We are looking for a full time SRE / devops engineer focused on operations to help us run and scale up our growing infrastructure on AWS and GCP.
The majority of our infrastructure is hosted on AWS using EC2 and Docker. We also use hosted services such as RDS, Lambda, SQS etc. For new development, we also use GCP and GKE. We manage our infrastructure using Terraform.
- Become the lead SRE / Devops engineer for Netsmile
- Make sure the system runs smoothly and is performant for our customers with minimal downtime
- Some evening / early morning / weekend work will be required for the position in case of system issues. Time worked outside core hours will be compensated with time off inside normal working hours
- Weekly Release and Maintenance for the system. Risk assessment and analysis for upcoming releases
- Take the lead when system incidents happen, and recover quickly. Communicate clearly when there are problems.
- Improve the current system to provide faster recovery times and improve redundancy
- Improve our build process
- Help us introduce auto-scaling and clustering
- Improve documentation and training for how to run the system to allow spreading on-call duties throughout the team.
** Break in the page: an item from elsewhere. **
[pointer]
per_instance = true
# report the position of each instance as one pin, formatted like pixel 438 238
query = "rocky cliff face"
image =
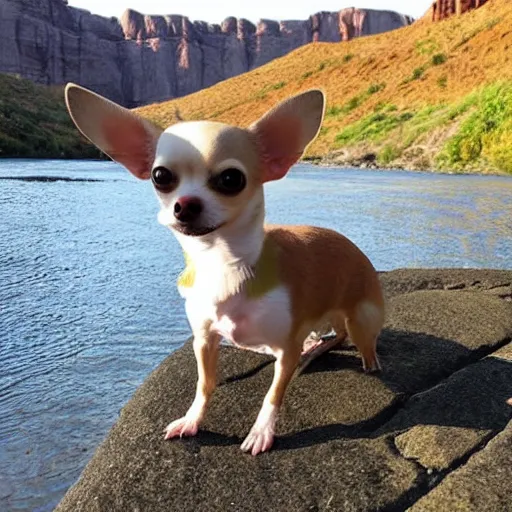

- Flexible work ethic and work style. Willingness to jump in and help troubleshoot when there is a system issue.
- Hands-on experience with AWS, GCP and Terraform in production
- Experience with monitoring and alerting systems
- Experience with the build and release process so that we can keep the system up-to-date and roll back quickly when there is a failure
- Good knowledge of Linux, Ubuntu in particular
Nice to haves
These aren’t required, but be sure to mention them in your application if you have them.
- Experience setting up and using Kubernetes or another clustering system
- Experience with optimizing infrastructure costs
- Experience with running systems OnPremise with setup and management of PostgreSQL
- Experience with consul, nginx or similar systems
7 to 10 million JPY annually.